A paedophile who targeted an 11-year-old on Facebook and was caught when the girl's parents posed as her online was beginning a jail sentence today.

Thomas Gibbs was snared after the couple logged on as their daughter and discovered he was grooming her for sex.

The 52-year-old was handed a 16-month prison term by a judge at Oxford Crown Court yesterday.

Prosecutors said the family took matters into their own hands when they noticed their daughter was communicating with a stranger online.

Looking over her shoulder as she used her laptop, their suspicions were confirmed and they realised the mystery correspondent was posting "extremely concerning" messages.

Commenting on her profile picture, he told the girl he wanted to kiss her and wrote "I really like you" and "I want to meet you".

Jennifer Edwards, prosecuting, said the girl's mother took the laptop and continued the conversation with Gibbs, pretending to be her daughter.

The family immediately alerted police but maintained contact with Gibbs over the internet.

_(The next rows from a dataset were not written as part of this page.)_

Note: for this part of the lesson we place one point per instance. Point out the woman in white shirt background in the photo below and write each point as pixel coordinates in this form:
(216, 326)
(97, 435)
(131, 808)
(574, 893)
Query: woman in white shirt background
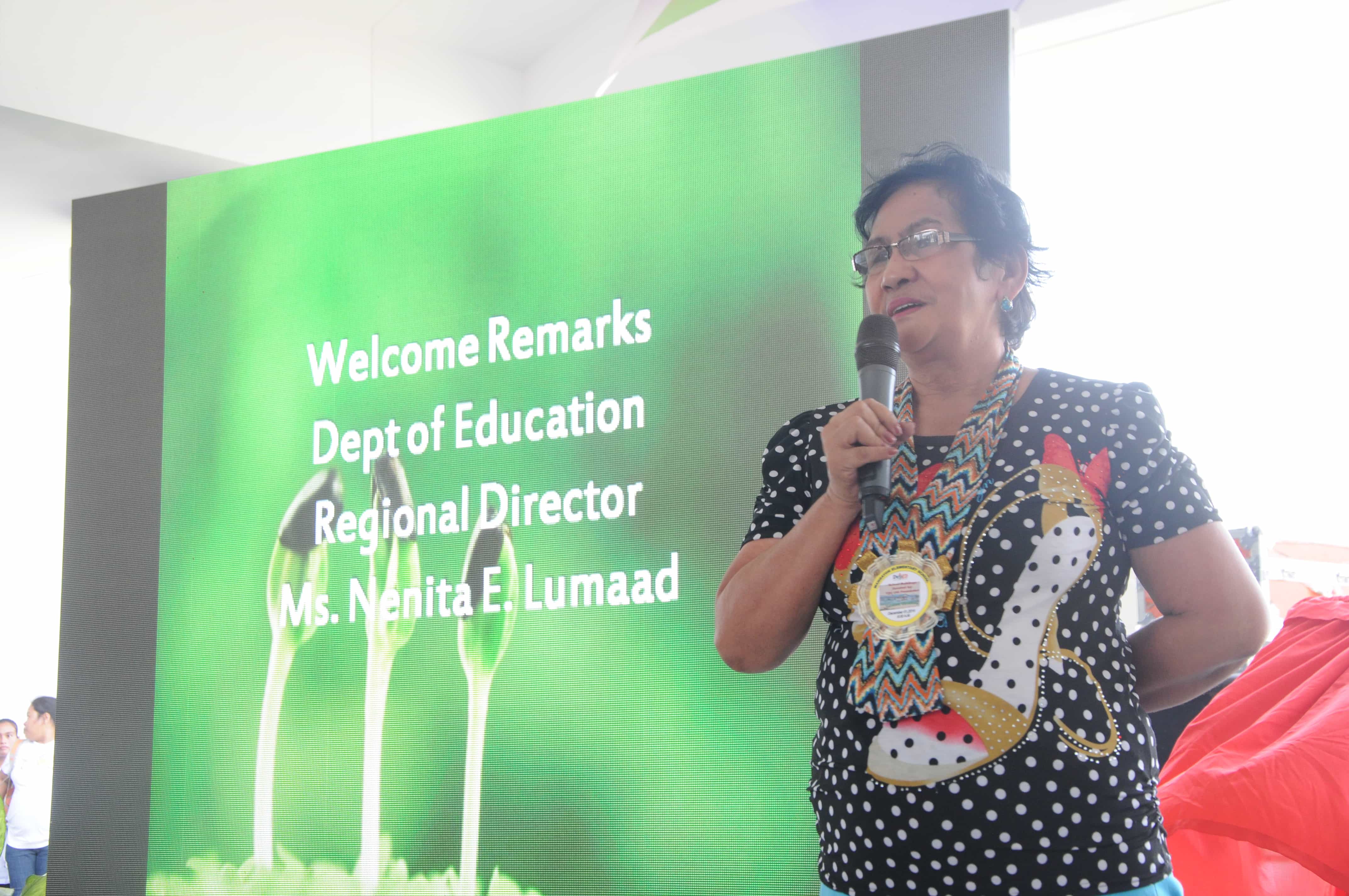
(26, 781)
(8, 739)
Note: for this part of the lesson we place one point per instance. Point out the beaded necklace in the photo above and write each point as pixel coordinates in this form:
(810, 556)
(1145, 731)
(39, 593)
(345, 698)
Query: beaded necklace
(896, 679)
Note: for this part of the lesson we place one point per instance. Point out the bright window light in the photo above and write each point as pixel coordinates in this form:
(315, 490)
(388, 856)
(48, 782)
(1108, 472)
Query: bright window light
(1189, 180)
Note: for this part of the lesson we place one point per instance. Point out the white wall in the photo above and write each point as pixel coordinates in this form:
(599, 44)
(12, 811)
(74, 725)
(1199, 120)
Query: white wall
(1186, 177)
(44, 165)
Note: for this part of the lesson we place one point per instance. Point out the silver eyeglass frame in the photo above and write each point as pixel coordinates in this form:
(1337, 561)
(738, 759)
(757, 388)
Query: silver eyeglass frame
(943, 237)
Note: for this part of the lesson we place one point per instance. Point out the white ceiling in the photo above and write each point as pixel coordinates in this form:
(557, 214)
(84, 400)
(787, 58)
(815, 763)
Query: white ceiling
(261, 80)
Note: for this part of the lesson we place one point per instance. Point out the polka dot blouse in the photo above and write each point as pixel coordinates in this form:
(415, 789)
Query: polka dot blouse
(1039, 775)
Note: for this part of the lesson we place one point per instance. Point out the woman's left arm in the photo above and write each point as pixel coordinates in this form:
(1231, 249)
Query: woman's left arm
(1213, 616)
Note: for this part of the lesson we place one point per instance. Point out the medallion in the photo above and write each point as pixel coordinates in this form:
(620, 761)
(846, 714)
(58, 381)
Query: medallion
(902, 594)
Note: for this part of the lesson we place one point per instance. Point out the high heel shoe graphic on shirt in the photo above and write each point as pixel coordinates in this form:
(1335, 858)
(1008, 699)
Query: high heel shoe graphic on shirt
(995, 709)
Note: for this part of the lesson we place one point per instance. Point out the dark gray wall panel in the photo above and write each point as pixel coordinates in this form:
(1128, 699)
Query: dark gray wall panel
(111, 570)
(946, 83)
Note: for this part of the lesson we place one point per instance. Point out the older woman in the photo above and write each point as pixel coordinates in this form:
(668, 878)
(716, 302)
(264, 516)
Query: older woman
(982, 714)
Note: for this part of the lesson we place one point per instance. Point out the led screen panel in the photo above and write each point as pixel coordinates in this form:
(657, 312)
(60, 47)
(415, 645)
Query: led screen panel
(577, 327)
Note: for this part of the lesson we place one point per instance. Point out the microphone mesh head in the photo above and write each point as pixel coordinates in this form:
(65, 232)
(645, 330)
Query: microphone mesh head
(877, 342)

Each time the concerned mother went online, she found Gibbs was there, ready to respond.

And when he later suggested a rendezvous on April 18, she agreed to meet him - still pretending to be her daughter.

Gibbs arrived for the meeting in Witney town centre, Oxfordshire, but the girl's mother remained hidden so she could observe the stranger and note his appearance.

She did not contact him but arranged another meeting the next time he was on Facebook.

This was organised for Carterton, Oxfordshire, on April 30 and ended with his arrest.

Gibbs, from Witney, admitted two counts of travelling to meet a child following sexual grooming and was ordered to sign the sex offenders' register for at least five years.

Detective Constable Jon Capps, of Thames Valley Police, said the predator travelled to both meetings with "the intention of committing a sexual offence" and despite knowing the girl's age.

He said Gibbs had specifically asked the girl not to tell her parents where she was going.

"It was only because the girl's parents became alert to the danger that the situation did not escalate and he was prevented from meeting the girl again," he said.

"This case highlights the dangers of children being approached on the internet and I would urge all parents to monitor as closely as possible, and as best they can, their children's activity on the internet and report any suspicious activity."